The lack of verification could be costing Massachusetts millions of dollars each year, according to the report from the state’s auditor, Suzanne Bump. Based on the magnitude of the program, which has 1.3 million enrollees, “the financial ramifications of MassHealth not performing effective income eligibility verifications for applicants could have an adverse effect on the Commonwealth’s finances,” the report stated.
Too many income and residency claims are left unchecked and are taken at face value, Bump said. Asked if program overseers have the resources to verify all the information submitted by applicants, Bump said, “They have an obligation to under the federal rules and under their own policies.”
“I realize that MassHealth has a very difficult job to do to maintain access to folks that experience a lot of job and residency instability,’’ she said. “At the same time, you’ve got to weigh that against the finite number of public dollars that support this program.’’
“Obviously, our purpose was not to try to determine how many ineligible people receive benefits, but rather to look at the program’s integrity and raise the flags and help concentrate MassHealth on achieving a better balance,” Bump said.

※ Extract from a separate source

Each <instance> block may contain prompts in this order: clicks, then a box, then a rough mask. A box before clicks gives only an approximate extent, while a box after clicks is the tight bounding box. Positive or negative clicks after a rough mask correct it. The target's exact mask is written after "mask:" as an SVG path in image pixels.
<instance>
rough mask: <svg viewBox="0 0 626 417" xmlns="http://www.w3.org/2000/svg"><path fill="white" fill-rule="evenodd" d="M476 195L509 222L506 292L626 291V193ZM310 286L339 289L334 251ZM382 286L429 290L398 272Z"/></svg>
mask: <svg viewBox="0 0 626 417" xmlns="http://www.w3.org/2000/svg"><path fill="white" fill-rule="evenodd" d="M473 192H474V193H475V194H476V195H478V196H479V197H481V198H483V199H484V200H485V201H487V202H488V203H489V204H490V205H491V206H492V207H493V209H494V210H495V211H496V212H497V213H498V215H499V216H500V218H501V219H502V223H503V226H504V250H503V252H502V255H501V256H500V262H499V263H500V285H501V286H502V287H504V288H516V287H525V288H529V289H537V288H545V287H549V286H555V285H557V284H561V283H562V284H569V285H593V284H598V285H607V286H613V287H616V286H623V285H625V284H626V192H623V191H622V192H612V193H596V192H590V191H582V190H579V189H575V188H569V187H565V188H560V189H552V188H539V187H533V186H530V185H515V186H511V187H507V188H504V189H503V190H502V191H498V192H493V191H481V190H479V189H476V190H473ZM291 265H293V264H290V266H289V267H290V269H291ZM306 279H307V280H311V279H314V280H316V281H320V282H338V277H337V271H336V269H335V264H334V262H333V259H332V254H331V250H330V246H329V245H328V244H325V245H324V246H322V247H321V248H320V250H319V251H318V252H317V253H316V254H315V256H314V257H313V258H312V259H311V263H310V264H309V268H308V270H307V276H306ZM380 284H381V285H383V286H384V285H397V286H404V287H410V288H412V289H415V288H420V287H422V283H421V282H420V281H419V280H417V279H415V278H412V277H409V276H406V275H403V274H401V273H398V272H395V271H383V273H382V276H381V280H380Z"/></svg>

The price tag for MassHealth — which provides health benefits to low- and moderate-income residents, or nearly 1 in 5 Massachusetts residents — has increased significantly in the last five years, on average 8.7 percent annually. During the same period, enrollment has grown by more than 26 percent, according to the report. In fiscal 2011, MassHealth paid health care providers more than $12.2 billion, of which 35 percent was state-funded, according to the report.
Dr. Julian Harris, the state’s Medicaid director, said of the report, “Some important issues were raised; some we have already taken steps to address.”